And as a note in general, it's not REQUIRED that every thread about D&D turn into an edition war.
 


But, admit that WOTC might have done something well? Oh, hell no. Nothing WOTC ever touches must ever gain any praise. WOTC is teh evil corporation and must never, ever do anything right.

I'll praise the OGL. Best D&D-related thing WotC ever did. Re-printing the 1e AD&D books may be #2.
 

It can be difficult to be objective on this matter for a very simple reason - our information on management decisions is fragmentary, at best. We don't see the decisions, we see the results of the decisions, and then infer the decisions from them. Needless to say, that's an error prone process, and tends to play up the role of "big ticket" results, and downplay the far more numerous workaday decisions that get things out the door.
 

3) Returned the brand to visual media. Regardless of what you think of the movies' quality, this is a good thing.

I don't see why. The Dragonlance movie in particular took what could have been a valuable property for movies and made it so that no one is likely to ever make a movie from the Dragonlance Chronicles. The D&D name will survive the movies, but I don't see how it was helped by the association.
 

I don't see why. The Dragonlance movie in particular took what could have been a valuable property for movies and made it so that no one is likely to ever make a movie from the Dragonlance Chronicles. The D&D name will survive the movies, but I don't see how it was helped by the association.

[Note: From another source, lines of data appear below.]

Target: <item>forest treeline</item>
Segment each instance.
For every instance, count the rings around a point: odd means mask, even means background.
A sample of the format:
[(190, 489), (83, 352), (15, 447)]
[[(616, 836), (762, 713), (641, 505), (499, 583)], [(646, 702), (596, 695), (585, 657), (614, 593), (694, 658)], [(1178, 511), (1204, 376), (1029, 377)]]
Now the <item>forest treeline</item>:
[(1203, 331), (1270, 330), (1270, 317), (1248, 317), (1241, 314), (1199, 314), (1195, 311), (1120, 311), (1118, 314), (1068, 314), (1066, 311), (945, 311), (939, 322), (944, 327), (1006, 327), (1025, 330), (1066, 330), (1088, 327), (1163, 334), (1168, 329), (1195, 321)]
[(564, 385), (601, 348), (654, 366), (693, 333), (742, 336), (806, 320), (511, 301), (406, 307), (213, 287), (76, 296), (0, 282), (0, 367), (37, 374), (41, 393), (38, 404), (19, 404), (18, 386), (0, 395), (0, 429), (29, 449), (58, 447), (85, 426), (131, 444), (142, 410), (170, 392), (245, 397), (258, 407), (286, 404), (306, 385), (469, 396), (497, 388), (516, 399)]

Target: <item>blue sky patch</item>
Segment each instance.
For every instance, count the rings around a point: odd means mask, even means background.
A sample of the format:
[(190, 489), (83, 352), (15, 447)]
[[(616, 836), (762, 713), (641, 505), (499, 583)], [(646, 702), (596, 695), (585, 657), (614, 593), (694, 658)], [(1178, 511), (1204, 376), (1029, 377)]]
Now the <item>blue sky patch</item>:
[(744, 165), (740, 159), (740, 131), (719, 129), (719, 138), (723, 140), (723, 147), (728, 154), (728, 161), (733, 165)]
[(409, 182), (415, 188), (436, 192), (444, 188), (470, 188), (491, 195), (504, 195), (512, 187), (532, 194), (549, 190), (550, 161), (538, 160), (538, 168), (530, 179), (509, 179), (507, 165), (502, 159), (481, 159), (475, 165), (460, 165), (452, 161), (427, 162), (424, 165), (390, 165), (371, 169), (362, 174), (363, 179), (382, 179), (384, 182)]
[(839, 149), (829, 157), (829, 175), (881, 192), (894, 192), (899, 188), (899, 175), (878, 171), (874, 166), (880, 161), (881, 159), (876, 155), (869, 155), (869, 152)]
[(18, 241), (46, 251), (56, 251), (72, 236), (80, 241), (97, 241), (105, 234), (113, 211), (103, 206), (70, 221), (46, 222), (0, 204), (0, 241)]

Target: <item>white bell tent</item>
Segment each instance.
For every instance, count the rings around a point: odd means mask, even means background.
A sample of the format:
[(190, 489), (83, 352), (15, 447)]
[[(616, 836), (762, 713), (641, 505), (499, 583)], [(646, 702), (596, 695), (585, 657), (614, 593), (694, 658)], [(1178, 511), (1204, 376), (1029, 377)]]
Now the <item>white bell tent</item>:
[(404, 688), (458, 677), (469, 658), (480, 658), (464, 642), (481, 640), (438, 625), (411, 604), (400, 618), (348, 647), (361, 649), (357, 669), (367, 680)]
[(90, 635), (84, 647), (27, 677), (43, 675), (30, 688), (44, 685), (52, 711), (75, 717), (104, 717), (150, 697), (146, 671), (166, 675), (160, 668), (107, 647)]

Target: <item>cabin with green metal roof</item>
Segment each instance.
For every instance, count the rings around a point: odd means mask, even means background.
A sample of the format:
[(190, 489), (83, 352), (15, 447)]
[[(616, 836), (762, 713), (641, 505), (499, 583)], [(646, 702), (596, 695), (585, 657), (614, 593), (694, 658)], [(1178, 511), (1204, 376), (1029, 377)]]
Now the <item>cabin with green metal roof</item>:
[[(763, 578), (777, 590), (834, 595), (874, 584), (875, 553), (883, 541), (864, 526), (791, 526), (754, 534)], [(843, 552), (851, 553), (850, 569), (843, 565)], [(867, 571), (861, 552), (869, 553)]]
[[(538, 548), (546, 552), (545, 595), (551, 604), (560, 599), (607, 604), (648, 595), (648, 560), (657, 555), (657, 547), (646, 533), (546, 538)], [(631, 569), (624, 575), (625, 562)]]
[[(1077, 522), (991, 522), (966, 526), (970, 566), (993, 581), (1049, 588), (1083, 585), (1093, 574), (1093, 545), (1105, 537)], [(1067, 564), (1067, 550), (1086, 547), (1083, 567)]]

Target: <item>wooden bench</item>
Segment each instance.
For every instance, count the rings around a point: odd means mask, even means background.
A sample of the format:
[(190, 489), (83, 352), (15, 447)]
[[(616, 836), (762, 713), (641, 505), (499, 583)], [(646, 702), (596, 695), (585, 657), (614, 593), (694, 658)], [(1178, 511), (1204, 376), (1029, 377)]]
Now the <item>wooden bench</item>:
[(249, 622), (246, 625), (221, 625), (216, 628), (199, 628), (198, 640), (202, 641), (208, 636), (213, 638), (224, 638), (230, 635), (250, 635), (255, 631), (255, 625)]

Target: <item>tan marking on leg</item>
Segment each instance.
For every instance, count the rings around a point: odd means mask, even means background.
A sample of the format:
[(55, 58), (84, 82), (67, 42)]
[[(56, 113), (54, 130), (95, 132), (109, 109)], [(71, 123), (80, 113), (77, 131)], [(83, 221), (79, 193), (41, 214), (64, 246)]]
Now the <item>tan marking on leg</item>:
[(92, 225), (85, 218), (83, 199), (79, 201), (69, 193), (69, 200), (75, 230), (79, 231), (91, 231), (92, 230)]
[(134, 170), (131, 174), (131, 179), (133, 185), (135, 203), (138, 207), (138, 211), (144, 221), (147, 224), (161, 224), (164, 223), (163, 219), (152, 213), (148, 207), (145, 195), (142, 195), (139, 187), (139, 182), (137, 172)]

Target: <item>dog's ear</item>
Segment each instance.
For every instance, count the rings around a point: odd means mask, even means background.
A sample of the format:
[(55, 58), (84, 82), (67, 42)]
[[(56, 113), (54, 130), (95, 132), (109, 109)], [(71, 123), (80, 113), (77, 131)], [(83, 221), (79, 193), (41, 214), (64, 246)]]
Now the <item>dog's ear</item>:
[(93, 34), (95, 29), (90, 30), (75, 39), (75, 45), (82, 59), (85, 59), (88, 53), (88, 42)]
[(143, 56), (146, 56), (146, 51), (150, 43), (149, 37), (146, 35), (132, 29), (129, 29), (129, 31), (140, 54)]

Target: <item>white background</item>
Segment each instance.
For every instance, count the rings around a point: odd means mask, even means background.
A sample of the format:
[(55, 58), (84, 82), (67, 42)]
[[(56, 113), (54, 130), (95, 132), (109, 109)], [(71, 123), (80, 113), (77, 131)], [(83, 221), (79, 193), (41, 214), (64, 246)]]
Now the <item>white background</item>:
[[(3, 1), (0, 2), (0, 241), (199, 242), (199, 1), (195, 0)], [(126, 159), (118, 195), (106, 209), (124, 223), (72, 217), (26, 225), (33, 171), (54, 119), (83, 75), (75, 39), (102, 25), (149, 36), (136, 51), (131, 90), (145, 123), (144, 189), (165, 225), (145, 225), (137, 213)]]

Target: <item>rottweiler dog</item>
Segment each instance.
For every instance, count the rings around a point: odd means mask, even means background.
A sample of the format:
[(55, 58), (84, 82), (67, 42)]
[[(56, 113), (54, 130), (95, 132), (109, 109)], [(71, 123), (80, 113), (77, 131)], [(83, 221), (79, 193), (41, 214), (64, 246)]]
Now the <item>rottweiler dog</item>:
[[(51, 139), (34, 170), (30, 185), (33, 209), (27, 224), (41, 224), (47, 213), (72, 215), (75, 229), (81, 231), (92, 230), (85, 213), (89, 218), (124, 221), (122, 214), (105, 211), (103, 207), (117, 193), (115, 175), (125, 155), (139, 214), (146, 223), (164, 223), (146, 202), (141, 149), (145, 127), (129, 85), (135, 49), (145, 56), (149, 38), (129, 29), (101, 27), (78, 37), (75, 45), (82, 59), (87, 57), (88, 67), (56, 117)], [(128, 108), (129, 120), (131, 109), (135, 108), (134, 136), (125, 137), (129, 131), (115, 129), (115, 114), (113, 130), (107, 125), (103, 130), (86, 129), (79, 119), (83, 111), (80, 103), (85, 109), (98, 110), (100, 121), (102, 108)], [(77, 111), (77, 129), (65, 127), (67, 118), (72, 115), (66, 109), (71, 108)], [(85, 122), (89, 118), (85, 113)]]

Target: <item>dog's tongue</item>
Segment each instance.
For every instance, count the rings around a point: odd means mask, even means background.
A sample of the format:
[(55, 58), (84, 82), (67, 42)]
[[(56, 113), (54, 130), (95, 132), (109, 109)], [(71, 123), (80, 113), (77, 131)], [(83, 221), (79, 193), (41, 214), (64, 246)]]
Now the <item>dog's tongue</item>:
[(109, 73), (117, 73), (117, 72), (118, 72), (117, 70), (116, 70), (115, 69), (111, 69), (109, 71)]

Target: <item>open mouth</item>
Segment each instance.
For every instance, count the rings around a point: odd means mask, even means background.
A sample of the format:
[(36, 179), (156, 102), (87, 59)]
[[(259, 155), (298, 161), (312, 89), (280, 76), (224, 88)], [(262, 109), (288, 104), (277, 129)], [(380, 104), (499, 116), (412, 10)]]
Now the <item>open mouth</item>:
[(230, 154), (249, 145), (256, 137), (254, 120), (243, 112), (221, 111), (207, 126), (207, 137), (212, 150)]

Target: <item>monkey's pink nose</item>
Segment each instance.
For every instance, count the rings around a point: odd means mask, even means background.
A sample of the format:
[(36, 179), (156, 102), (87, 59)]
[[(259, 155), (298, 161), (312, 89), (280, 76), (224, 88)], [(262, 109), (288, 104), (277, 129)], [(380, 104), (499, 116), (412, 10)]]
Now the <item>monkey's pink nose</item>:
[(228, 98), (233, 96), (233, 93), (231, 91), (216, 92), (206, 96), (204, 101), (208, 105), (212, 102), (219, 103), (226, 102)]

1) There is no IP so radioactive that someone in Hollywood won't consider making a film of it. If nothing else, someone with an ego will say, "THEY screwed it up, but I can really do something with it! Especially with ___________ as my budget!" Or- like Marvel has done- they could file the numbers off and do something recognizably similar to the source material without using the source names.

2) Even if nobody wants to do a Dragonlance movie ever again, that is not the only setting in D&D's stable. Planescape, Eberron & DarkSun are all quite compelling and unique settings, for instance, and could be quite compelling on-screen.

3) The movies kept D&D's name in view, if nothing else. Having your name known in Hollywood is an asset in and of itself.

4) Hollywood isn't the only game in town. Isaac Asimov's "Nightfall" got made into a movie in India. Not big budget, not a blockbuster...but relatively faithful to the IP.